Landru était né à Paris le 12 avril 1869. Fils d’honnêtes ouvriers, Il avait commencé par être un garçon très sage et même un élève très studieux. Enfant de chœur à sa paroisse, il avait même pu, par sa piété et son zèle, donner à penser aux siens qu’il ‘embrasserait un jour la carrière ecclésiastique. Mais, en grandissant, ses idée religieuses cédèrent à ses convoitises matérielles… qui de jour on jour, se faisaient de plus en plus exigeantes. Au retour de son service militaire, il entrait comme employé à la Garantie Mobilière, où il ne demeura que peu de temps ; puis il se lançait dans l’automobile, et, après avoir passé par différentes maisons, il exploitait pendant quelque temps un garage à Malakoff.

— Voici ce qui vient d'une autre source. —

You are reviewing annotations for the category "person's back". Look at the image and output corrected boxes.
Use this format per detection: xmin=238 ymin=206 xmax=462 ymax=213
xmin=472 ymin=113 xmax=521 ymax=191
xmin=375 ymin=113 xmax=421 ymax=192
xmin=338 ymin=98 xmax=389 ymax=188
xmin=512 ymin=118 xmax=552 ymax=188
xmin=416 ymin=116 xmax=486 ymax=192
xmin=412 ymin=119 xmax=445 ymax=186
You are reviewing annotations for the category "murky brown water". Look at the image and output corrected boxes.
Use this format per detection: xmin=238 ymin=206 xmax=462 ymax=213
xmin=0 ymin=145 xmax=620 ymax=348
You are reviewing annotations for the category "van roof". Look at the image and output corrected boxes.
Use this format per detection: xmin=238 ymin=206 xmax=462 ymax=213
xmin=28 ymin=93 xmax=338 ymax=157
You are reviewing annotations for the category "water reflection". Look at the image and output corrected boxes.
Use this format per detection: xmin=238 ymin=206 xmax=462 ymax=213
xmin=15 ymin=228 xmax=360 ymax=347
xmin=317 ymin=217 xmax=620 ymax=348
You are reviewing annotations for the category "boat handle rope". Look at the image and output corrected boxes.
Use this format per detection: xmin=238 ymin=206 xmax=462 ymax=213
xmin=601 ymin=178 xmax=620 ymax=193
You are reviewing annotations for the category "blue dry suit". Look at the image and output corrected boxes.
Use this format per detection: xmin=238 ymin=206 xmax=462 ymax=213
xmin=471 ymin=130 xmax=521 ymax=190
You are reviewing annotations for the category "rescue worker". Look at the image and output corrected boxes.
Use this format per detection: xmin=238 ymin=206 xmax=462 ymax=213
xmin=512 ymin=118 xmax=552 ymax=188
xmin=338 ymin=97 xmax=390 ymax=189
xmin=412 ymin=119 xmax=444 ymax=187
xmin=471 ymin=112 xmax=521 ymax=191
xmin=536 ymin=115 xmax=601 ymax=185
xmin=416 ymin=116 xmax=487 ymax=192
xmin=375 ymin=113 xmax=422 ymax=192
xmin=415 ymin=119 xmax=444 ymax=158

Somme toute, Landru qui, entre temps s’était marié et était devenu père de deux garçons, n’avait jamais vécu que de moyens inavouables, d’escroqueries, d’indélicatesses, jamais d’un travail régulier. Il puisait toutes ses ressources dans l’exploitation des femmes, il s’efforçait de s’approprier leur avoir ou leurs économies en entrant en relations avec elles, soit au hasard des rencontres sur la voie publique, soit par des annonces pompeuses dans certains journaux. Il les flattait avec une habileté consommée, exerçait sur elles une emprise incontestable, grâce à sa connaissance du milieu social, de la mentalité et des aspirations de ces malheureuses. Plus tard, il devait être établi que Landru avait été en relation avec deux cent quatre-vingt-trois femmes ! De là, pour lui, la nécessité de tenir à jour de nombreux carnets de notes et des dossiers dont la teneur devait être singulièrement compromettante pour son auteur.

Mais n’anticipons pas sur les événements tragiques qui vont suivre. Contentons-nous d’ajouter que l’exercice d’une aussi périlleuse profession, n’avait pas été déjà sans causer à Landru quelques ennuis. Son casier judiciaire s’ornait déjà de cinq condamnations dont voici le détail :

21 juillet 1904. Paris

— Escroquerie. 2 ans de prison. 50 francs d’amende.

28 mars 1906. Sens.

— Escroquerie. 13 mois de prison. 50 francs d’amende.

27 mai 1906. Paris.

— Abus de confiance. 3 ans de prison. 100 francs d’amende.

20 juillet 1914. Sens.

— Escroquerie. 4 ans de prison. 100 francs d’amende. Peine accessoire de la relégation.

Il est regrettable pour Mme Cuchet que Landru n’eut pas ajouté aux papiers qu’il avait si imprudemment laissé traîner dans sa cantine, ce document qui aurait sans doute empêché la pauvre femme de pardonner à ce si dangereux coquin, et de reprendre avec lui la vie commune ; mais elle était chambrée et bien chambrée. Maintenant, surtout, qu’elle avait découvert la véritable identité de son fiancé de proie, elle allait devenir sa victime…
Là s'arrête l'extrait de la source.